Il Manifesto del partito comunista

Si dissolvono tutti i rapporti stabili ed irrigiditi, con il loro seguito di idee e di concetti antichi e venerandi, e tutte le idee e i concetti nuovi invecchiano prima di potersi fissare. Si volatilizza tutto ciò che vi era di corporativo e di stabile, è profanata ogni cosa sacra, e gli uomini sono finalmente costretti a guardare con occhio disincantato la propria posizione e i propri reciproci rapporti.

Karl Marx e Friedrich Engels, Manifesto del Partito comunista, p. 87

Apriamo dunque di nuovo il Manifesto La struttura della argomentazione è chiara e lineare. Il punto di avvio è il ruolo rivoluzionario della borghesia, che "non può esistere senza rivoluzionare continuamente gli strumenti di produzione, i rapporti di produzione, dunque tutti i rapporti sociali" (p. 87). Della borghesia, nelle prime pagine dell'opuscolo, Marx ed Engels tratteggiano l'ascesa economica e politica: attraverso la fase mercantile, lo stadio manifatturiero, la grande industria moderna, infine lo sviluppo del mercato mondiale che retroagisce sul ritmo di espansione dell'industria; e passando da ceto oppresso, a contrappeso alla nobiltà e fondamento primo delle grandi monarchie, al dominio politico esclusivo nello Stato rappresentativo moderno.
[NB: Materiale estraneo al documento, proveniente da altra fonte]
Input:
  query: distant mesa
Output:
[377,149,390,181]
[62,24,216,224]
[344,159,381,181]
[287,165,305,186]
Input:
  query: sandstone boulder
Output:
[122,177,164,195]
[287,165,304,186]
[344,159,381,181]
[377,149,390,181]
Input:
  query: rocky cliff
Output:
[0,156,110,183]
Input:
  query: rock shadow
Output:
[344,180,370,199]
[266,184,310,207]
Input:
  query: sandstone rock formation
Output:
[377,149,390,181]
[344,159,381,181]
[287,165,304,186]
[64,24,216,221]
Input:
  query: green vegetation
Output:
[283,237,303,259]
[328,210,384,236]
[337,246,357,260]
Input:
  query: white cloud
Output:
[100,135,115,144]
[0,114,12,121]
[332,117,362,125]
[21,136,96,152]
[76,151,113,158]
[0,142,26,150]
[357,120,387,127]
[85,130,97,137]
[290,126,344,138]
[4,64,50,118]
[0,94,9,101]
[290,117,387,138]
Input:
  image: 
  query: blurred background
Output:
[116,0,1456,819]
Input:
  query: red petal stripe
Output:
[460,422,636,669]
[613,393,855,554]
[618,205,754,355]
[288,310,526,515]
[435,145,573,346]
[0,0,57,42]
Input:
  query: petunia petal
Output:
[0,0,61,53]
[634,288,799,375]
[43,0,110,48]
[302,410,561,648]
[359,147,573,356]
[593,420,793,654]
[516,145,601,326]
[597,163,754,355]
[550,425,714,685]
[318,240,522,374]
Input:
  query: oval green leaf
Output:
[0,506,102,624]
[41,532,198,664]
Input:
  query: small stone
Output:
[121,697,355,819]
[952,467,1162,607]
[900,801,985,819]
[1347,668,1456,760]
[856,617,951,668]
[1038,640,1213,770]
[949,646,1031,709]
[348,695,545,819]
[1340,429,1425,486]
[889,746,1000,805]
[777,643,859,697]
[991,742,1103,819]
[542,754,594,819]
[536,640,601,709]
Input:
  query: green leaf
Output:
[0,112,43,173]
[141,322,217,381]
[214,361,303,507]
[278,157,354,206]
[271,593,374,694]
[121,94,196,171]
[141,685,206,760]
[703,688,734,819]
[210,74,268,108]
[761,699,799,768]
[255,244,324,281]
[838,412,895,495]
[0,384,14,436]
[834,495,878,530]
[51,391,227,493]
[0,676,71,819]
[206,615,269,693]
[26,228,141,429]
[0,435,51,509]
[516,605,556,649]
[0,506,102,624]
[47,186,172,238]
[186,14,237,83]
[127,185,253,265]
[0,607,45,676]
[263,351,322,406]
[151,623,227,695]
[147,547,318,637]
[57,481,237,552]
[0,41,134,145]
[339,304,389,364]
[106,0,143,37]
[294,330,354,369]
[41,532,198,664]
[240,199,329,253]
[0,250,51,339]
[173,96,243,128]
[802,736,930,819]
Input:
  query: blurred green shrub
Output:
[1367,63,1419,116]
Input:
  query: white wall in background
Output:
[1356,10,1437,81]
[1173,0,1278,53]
A colpire oggi l'immaginazione sono, come è naturale, le pagine dedicate all' "impronta cosmopolitica" data "alla produzione e al consumo di tutti i paesi" dalla borghesia (ivi), al fatto che l'introduzione di industrie nuove che soppiantano le antichissime industrie nazionali "diventa questione di vita o di morte per tutte le nazioni civili" (p. 89), al subentrare di una interdipendenza universale al posto della antica autosufficienza e dell'antico isolamento. Alla 'tesi', costituita dall'inedito e veloce progresso delle forze produttive e del grado di civiltà seguito all'ascesa della borghesia, fa però da subitaneo contraltare l' 'antitesi', ovvero l'annuncio che le crisi commerciali ricorrenti e sempre più acute segnalano che il capitalismo è in un'era terminale della sua esistenza. La contraddizione tra sviluppo delle forze produttive e rapporti sociali di produzione è oramai talmente profonda che questi secondi "sono divenuti troppo angusti per poter contenere la ricchezza da essi stessi prodotta" (p. 92).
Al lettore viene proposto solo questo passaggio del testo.